Perhaps John leans too much into the Old Testament idea that to be holy means to be set apart from anything unclean or evil. Holiness separates you from that which is corrupt, the thinking went.

At any rate, John projects his own ascetic notions of morality onto the Messiah.

Moral living is a fine goal, but John seems to miss that persons almost never get to morality through shame and fear. Shame and fear act mostly as external motivators. They have no grounding center. They motivate through anxiety about some promised punishment . . . or through some imagined sense that I am a no-good human being. Both shame and fear may produce different behavior for a short-term, but almost never produce long-term, inner transformation. They simply do not have that power.

Jesus, the Messiah who was to come, refused to motivate by fear or shame. In fact, Jesus' path was just the opposite. He affirms in even the lowest of the low that they, too, are beloved sons and daughters of God. He encourages persons not to identify with their sinfulness, but to identify with the God-connection at the heart of who they are. Jesus continually invites persons to stop giving so much attention to the externals of religion, but to deal with the "inside of the cup."

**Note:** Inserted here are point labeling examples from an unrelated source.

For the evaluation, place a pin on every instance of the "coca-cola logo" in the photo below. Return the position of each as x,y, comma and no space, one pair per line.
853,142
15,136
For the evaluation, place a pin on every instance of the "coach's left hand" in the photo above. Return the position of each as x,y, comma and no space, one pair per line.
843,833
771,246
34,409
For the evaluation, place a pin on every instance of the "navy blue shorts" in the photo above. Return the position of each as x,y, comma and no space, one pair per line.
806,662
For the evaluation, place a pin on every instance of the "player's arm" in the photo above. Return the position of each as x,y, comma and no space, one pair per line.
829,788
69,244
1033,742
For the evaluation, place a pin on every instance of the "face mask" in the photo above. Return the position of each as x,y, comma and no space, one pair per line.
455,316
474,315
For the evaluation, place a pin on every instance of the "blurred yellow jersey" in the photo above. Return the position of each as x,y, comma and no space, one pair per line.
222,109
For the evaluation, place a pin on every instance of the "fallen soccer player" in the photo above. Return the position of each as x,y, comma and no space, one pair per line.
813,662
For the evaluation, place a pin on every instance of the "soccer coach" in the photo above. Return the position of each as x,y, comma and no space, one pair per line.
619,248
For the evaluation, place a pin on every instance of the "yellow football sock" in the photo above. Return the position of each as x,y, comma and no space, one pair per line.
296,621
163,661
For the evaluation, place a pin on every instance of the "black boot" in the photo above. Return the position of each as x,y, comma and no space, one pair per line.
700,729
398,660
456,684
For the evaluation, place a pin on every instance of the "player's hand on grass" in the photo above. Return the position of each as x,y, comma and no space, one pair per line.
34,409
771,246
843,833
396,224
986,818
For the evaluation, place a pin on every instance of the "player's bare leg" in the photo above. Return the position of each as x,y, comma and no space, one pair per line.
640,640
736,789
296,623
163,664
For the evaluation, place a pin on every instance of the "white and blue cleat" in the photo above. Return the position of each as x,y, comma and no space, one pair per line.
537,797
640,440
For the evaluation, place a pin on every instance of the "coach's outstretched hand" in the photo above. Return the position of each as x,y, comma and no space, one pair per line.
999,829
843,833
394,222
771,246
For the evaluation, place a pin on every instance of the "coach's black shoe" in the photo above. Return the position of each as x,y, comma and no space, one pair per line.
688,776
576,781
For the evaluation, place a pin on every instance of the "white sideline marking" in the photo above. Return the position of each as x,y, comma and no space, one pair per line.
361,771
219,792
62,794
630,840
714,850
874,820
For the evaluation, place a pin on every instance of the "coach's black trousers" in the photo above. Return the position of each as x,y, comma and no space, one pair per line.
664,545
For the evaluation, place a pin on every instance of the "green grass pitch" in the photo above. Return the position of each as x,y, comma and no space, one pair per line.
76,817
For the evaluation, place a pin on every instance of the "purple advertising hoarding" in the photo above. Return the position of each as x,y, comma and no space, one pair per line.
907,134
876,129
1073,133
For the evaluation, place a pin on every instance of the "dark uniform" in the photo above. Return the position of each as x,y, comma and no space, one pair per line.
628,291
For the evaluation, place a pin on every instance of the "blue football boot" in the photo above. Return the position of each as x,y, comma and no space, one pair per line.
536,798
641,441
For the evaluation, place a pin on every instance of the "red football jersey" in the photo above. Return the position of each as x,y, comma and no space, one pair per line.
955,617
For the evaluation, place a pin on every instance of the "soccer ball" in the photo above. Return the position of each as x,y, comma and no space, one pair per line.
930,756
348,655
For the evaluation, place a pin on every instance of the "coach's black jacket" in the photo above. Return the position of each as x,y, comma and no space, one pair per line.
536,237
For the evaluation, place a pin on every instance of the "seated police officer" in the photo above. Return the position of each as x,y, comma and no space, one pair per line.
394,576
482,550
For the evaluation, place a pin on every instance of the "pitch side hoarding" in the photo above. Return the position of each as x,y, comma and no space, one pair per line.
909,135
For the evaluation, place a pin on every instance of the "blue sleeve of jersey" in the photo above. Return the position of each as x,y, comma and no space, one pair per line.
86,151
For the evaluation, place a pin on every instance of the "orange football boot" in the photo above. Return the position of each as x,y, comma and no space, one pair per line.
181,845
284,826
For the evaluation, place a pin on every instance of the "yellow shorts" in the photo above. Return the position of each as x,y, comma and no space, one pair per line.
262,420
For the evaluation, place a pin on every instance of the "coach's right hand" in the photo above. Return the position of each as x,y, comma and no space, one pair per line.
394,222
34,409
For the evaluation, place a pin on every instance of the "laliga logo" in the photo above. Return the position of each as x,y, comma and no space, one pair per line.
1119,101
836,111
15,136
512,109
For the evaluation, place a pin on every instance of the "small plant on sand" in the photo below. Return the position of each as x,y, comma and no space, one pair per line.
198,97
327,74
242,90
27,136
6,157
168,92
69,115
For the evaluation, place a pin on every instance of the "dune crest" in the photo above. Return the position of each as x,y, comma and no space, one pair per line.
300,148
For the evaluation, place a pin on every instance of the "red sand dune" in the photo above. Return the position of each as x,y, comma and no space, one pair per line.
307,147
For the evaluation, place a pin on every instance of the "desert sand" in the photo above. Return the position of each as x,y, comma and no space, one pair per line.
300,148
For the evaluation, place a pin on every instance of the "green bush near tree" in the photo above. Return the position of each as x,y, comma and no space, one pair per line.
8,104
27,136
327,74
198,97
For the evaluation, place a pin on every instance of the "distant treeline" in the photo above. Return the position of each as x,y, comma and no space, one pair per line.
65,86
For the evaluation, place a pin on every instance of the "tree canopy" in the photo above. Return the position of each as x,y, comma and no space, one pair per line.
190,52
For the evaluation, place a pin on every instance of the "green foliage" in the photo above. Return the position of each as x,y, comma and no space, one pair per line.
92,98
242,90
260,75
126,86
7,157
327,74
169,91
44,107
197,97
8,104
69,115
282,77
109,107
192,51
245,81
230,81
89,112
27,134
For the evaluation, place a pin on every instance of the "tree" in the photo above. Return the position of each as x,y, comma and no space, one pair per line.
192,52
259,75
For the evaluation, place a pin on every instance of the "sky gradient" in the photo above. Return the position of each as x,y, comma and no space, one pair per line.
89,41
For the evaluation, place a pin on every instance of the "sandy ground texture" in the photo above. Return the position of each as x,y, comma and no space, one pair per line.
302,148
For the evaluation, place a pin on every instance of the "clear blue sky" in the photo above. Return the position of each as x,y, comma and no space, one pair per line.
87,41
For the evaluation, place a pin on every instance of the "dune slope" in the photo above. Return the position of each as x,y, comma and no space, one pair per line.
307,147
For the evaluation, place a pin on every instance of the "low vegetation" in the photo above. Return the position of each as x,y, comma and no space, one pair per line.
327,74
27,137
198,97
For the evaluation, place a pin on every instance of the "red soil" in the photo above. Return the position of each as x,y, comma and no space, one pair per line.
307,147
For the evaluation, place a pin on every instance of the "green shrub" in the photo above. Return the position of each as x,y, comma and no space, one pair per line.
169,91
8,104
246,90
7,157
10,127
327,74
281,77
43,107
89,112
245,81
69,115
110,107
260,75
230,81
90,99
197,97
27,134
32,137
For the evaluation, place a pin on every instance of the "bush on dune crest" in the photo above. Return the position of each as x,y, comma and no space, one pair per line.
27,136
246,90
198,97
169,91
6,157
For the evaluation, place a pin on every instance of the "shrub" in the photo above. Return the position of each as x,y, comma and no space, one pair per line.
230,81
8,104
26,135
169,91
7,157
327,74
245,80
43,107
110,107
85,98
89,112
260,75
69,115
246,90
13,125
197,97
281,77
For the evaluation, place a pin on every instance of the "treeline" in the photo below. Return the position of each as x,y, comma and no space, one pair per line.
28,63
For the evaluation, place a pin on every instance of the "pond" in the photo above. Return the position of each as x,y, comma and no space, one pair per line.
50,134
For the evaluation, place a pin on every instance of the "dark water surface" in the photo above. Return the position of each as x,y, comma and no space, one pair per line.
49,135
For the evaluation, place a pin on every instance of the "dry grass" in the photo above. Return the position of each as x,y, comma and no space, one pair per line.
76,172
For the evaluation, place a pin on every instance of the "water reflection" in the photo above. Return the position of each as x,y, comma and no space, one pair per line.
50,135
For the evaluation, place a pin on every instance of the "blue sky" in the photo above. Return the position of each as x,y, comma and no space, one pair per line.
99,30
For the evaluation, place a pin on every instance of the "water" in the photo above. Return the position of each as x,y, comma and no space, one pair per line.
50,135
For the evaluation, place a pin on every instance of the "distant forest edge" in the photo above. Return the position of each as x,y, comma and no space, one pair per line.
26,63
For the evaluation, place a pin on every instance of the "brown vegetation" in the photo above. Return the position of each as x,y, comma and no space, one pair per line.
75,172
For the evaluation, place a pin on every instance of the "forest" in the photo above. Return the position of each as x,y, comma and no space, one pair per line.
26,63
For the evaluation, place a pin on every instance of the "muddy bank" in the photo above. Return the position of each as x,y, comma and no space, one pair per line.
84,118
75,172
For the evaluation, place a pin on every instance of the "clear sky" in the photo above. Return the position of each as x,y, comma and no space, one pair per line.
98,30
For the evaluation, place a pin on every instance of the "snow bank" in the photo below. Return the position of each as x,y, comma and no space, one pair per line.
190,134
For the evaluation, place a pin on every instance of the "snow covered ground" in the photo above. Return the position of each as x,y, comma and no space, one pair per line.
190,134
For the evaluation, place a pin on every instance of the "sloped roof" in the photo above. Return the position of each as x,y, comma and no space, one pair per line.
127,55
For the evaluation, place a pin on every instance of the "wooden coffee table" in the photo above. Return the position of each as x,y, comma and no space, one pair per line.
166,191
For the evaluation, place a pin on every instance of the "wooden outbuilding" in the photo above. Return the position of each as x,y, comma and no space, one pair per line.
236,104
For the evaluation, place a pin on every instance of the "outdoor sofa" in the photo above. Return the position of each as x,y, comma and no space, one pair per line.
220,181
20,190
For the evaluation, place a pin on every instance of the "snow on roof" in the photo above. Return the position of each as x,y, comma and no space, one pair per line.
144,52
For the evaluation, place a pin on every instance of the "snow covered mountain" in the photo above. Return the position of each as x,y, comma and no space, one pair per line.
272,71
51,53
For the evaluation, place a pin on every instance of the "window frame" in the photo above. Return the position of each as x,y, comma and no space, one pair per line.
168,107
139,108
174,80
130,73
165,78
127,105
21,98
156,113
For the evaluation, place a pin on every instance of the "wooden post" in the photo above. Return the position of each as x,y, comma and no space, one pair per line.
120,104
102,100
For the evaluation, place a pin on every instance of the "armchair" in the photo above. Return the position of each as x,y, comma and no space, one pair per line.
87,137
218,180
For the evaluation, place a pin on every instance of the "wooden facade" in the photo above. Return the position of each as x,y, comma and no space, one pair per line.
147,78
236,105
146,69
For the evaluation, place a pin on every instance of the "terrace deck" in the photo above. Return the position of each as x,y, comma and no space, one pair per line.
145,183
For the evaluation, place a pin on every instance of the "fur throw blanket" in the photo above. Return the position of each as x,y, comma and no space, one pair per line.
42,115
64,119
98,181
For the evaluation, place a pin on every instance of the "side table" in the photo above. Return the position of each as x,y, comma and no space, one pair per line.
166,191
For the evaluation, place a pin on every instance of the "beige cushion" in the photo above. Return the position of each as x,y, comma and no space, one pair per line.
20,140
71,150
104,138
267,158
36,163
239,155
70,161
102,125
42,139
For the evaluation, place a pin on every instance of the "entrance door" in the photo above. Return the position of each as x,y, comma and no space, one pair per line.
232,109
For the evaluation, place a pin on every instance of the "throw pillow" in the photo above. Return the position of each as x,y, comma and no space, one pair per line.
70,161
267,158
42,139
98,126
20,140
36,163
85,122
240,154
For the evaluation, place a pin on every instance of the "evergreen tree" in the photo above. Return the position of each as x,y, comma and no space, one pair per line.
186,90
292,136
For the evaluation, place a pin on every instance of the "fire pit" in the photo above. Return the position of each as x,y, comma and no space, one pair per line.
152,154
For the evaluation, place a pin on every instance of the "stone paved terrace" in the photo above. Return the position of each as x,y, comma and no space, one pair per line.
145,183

Further, Jesus does not fulfill John's notion that the Messiah divides and separates. In fact, Jesus comes to do the opposite. He reconciles divisions, heals brokenness, mends separations, and brings back together that which has been torn apart. All of Jesus' life-work is about putting together people and relationships who have been broken apart.

The words that best describe Jesus are mercy . . . compassion . . . love . . . reconciling . . . liberating. He seems intent on bringing together, while rejecting separation and division both in the world and within the family of God's people.

John seems to have projected his own path onto Jesus. John made his understanding God's understanding, rather than making God's understanding his understanding.

It is a common mistake, a human mistake we all make, and sometimes find writ large in contemporary culture.

You don't have to look far to see how modern politics, religious life, and the entire social order are bent toward division and separation, pooling together the "alike" while shunning, ostracizing, and demonizing the "unlike." It happens in Christian denominations. It happens in political campaigns. It happens in government affairs at every level. We divide and separate, making enemies of those with other views, all while trying to rally support for our perspective.

This, my friends, is not the way of Jesus. And it is not the way those who truly want to follow Jesus.

Jesus does not endorse John's methodology of guilt and shame. He does not endorse life-change through fear of punishment or anxiety about the future. And he has no intention of separating or dividing, splitting nations, races, religious factions, and groups into the haves and the have-nots.

To broken humans who have been torn up by the world, Jesus brings mercy and compassion, helping all persons come back to a sense of who they are in God.

John got this fundamentally wrong about Jesus. Such basic, foundational spiritual work never happens by guilt and shame . . . nor by division and separation.

This work happens through love . . . mercy . . . compassion . . . reconciliation. And this is how Jesus still goes about his work in our world . . . denominational power plays, political rhetoric, and social divisions notwithstanding.